Previously, in the University Statutes and Ordinances, Cambridge has been pledged to conduct business with “selflessness”. However, its Statement of Investment Responsibility, most recently updated in 2009, said that “there are circumstances […] when the University may balance against its primary responsibility considerations of the ethical nature of investments.”
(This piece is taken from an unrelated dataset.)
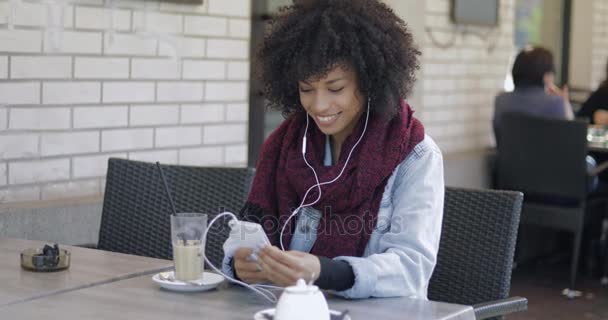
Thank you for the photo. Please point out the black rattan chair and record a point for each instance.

This led to a campaign from Positive Investment Cambridge, who today were “delighted” with the outcome. Ellen Quigley, a Socially Responsible Investment Officer for CUSU and member of Positive Investment Cambridge, said “this is a courageous step, unique among institutions wrestling with this issue. The University has shown us great respect and is working with us to develop an evidence based and morally sound investment policy that will serve the needs of future generations and guide future decision-making”
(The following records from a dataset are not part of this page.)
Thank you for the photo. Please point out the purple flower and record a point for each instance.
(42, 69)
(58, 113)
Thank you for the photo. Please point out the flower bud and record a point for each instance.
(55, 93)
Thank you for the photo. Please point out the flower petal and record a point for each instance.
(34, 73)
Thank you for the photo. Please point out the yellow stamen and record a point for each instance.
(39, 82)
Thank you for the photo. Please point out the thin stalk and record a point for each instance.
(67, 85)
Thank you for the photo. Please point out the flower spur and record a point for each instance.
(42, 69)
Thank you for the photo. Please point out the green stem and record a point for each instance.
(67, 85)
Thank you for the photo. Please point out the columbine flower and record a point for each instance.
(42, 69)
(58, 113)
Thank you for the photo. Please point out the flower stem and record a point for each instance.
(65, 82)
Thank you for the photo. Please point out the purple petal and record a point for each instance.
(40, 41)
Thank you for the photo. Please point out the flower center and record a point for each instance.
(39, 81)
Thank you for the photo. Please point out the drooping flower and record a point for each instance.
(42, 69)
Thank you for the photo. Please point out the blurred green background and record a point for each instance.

Helena Raraty, Charity, Campaigns and Environment Officer for Peterhouse, welcomed the investigation, saying, “It seems very two faced to be pioneering carbon saving technologies and strategies and to be simultaneously investing in fossil fuels… it's a matter of priorities. Global warming is an imminent issue.”
The move follows an increase in divestment campaigning the UN came out in support of divestment campaigns and similar institutions, such as the London School of Hygiene and Tropical medicine, ended their investments. Recently, Oxford University came under fire for delaying an announcement on divestment, leading to the occupation of the Bodleian library.
However, Cambridge is claiming to be the first university to participate in such an open investigation and is hoping to lead the field. Quigley commented, “There’s no question that the outcomes from this project could carry great weight among other large institutional investors.” As a 2013 study said that universities in the US and UK have $10 billion of investments linked to the fossil fuel industry, there is scope for further campaigning.
Nonetheless, one student seemed cynical at the announcement, saying “Oxford had a similar investigation that didn’t change anything – I’ll be impressed when they actually divest”.